If these stars do come from other galaxies, they would carry the imprint of their place of origin. They could provide unique insight into distant universes that otherwise would be much more difficult to study.
The astronomers, however, admit that these sprinting stars could be native to our Galaxy’s halo, accelerated and pushed inwards through interactions with one of the dwarf galaxies that fell towards the Milky Way during its build-up history. Additional information about the age and composition of the stars could help the astronomers clarify their origin.
“A star from the Milky Way halo is likely to be fairly old and mostly made of hydrogen, whereas stars from other galaxies could contain lots of heavier elements,” says the study’s co-author Tommaso Marchetti. “Looking at the colours of stars tells us more about what they are made of.”
5. The Sun is surfing a mysterious wave of gas in the Milky Way
In 2019, three scientists associated with the Radcliffe Institute for Advanced Studies of Harvard University discovered that interstellar gas clouds in the Sun’s galactic neighbourhood form a 9000 light-years long wave that undulates about 500 light-years above and below the galactic disc. The 400 light-years wide wave is part of what astronomers describe as the Local Arm, a small spiral arm of the Milky Way close to the Sun.

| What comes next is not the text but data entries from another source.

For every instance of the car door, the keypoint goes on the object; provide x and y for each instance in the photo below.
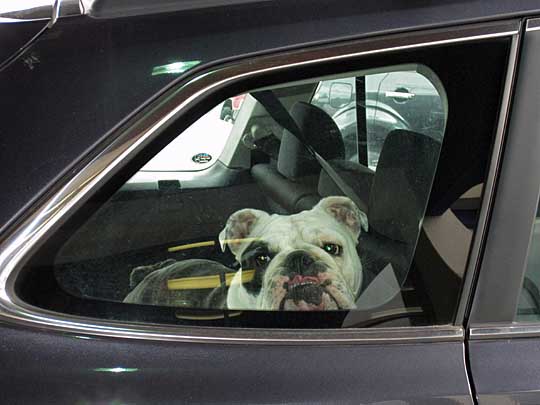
(77, 348)
(504, 317)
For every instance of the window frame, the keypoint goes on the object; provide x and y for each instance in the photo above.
(493, 314)
(181, 102)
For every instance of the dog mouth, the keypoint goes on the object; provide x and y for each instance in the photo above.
(308, 293)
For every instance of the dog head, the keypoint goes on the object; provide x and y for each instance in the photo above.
(306, 261)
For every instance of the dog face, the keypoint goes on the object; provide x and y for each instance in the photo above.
(302, 262)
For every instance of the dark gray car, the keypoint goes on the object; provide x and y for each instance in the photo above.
(446, 304)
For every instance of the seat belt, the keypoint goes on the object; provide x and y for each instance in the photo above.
(279, 113)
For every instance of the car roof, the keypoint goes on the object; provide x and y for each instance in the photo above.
(400, 15)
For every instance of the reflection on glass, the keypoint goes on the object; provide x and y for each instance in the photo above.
(174, 68)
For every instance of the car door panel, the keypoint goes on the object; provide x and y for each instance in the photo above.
(95, 370)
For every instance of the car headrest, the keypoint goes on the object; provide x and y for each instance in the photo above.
(402, 184)
(320, 131)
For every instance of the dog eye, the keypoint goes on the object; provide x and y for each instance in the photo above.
(262, 259)
(332, 248)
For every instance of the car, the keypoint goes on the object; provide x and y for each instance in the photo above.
(261, 201)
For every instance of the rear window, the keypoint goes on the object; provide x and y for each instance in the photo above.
(342, 200)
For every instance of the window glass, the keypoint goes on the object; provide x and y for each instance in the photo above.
(529, 300)
(321, 202)
(392, 100)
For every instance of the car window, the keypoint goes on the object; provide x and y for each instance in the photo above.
(342, 218)
(529, 301)
(392, 100)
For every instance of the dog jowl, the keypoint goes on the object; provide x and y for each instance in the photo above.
(303, 262)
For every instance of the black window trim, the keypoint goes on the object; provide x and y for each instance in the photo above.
(139, 129)
(492, 317)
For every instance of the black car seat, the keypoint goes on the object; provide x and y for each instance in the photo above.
(291, 183)
(396, 195)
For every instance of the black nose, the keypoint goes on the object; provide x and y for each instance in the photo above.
(299, 262)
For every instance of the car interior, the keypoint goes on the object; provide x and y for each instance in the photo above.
(421, 208)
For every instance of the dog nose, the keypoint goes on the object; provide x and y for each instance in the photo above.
(299, 262)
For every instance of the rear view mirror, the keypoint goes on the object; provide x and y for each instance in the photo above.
(340, 94)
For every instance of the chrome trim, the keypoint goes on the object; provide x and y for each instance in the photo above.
(145, 126)
(511, 331)
(489, 186)
(533, 24)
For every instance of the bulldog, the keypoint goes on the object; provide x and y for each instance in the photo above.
(303, 262)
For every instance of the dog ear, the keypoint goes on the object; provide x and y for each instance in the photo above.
(238, 227)
(345, 211)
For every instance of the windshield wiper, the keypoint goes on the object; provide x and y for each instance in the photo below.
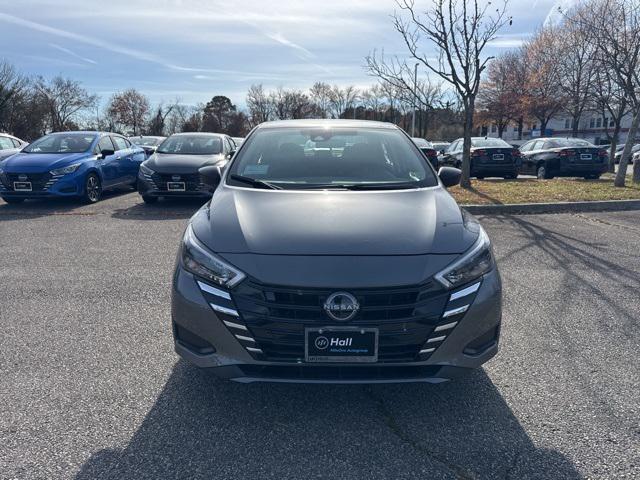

Interstellar gas clouds interest researchers because they give birth to stars when they collapse. Prior to the 2019 discovery, it was believed that such clouds in the solar neighbourhood are concentrated in the so-called Gould Belt, a ring of young stars, gas, and dust which arches above and below the galactic plane.
“Instead, what we have observed is the largest coherent gas structure we know of in the galaxy, organised not in a ring but in a massive, undulating, narrow and straight filament,” says João Alves, a professor of Stellar Astrophysics at the University of Vienna, a 2018-2019 Radcliffe fellow, and one of the three scientists who discovered the structure, now named the Radcliffe Wave, after the Radcliffe Institute.
The Sun lies only 500 light-years from the wave at its closest and almost appears as if it is surfing it. In fact, according to existing models, the Sun crossed the wave only some 13 million years ago and will cross it again and again in the future.
“The wave has been right in front of our eyes all the time, but we couldn’t see it until now,” João adds.
Alyssa Goodman, Professor of Applied Astronomy and co-director of the Science Program at the Radcliffe Institute of Advanced Study, comments: “We were completely shocked when we first realised how long and straight the Radcliffe Wave is when looking down on it from above in 3D, but also how sinusoidal it is when viewed from Earth. The Wave’s existence is forcing us to rethink our understanding of the Milky Way’s 3D structure.”
The scientists do not know what caused this unexpected, undulating shape. A past collision with a massive body, for example a dwarf galaxy, could be a possible explanation but further studies and more Gaia data are needed to really get a good understanding.
In any case, the findings challenge astronomers to revise theories about the distribution of gas in the Sun’s neighbourhood.